While the IRS is not holding itself to deadlines and not answering phone calls, they expect something very different from taxpayers. Today, NTUF’s Taxpayer Defense Center filed a brief in support of a taxpayer who filed their appeal in the U.S. Tax Court one day late, only to see the IRS take the position that missing the deadline means the court has been deprived of jurisdiction and the taxpayer has forfeited all their defenses.
The case, Boechler, P.C. v. Commissioner, will be argued in front of the U.S. Supreme Court on January 12, 2022. The taxpayer is a small firm in North Dakota that received a letter from the IRS in June 2015 saying that they failed to file a copy of W-2s with the Social Security Administration in 2012, which the IRS uses to compare the same information reported on Form 941. When the IRS got no response, they levied a $19,250 penalty on the firm. The firm appealed through IRS processes, and the appeals office sent them a letter dated July 28, 2017, ruling against them. On August 29, the taxpayer filed a petition with Tax Court, one day past the deadline.
The question before the Supreme Court is whether this deadline is “jurisdictional,” that is, meant by Congress to close the door on taxpayers who do not meet it (as the IRS argues), or whether, like many various process deadlines, courts are allowed to use their discretion to waive it in certain equitable circumstances (as the taxpayer and NTUF argue). On this issue, the U.S. Court of Appeals for the Eighth Circuit has sided with the IRS while the U.S. Court of Appeals for the D.C. Circuit has sided with the taxpayer. One argument offered by the government is that governments depend on tax revenue, letting taxpayers off the hook on deadlines disrupts revenue collection, and so taxpayers should lose.

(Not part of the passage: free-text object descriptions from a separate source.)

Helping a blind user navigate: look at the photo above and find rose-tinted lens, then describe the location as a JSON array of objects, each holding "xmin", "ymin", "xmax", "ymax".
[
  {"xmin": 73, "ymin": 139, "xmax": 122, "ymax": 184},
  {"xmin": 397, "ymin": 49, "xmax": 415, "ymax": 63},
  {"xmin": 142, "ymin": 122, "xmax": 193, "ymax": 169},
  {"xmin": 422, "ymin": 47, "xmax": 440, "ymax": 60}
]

NTUF’s brief (joined by the National Federation of Independent Business) filed today pushes back on this “tax exceptionalism” argument that the government should get more leeway when it comes to tax. Putting aside whether that view is even good policy, we explain how the statute and caselaw do not support it. “The IRS is Not Special,” reads one of our headers: “[E]quitable tolling and similar doctrines should be available absent clear commands from Congress to the contrary.”
Further, we write that even if tax law is special, that should mean taxpayers should get more due process rights, not fewer. “All must pay taxes. Unlike a Federal Energy Regulatory Commission regulation for building a power plant, an initial public offering under the Securities and Exchange Acts, or filing an Environmental Protection Agency Environmental Impact Statement to build a road, the Byzantine tax rules apply to everyone, and anyone can be hauled before the Service to explain their financial lives.” The IRS can garnish wages, levy bank accounts, file liens against homes—unlike other creditors, on their own initiative without prior judicial approval—and can seek criminal penalties like fines and jail time, and civil penalties like revoking passports if you owe and haven’t paid yet (as has been used against 436,400 Americans). “The door should not be closed on courts’ discretion when statutes do not prohibit it,” we conclude.
NTUF/NFIB’s joint brief is here. The case is Boechler, P.C. v. Commissioner, U.S. No. 20-1472.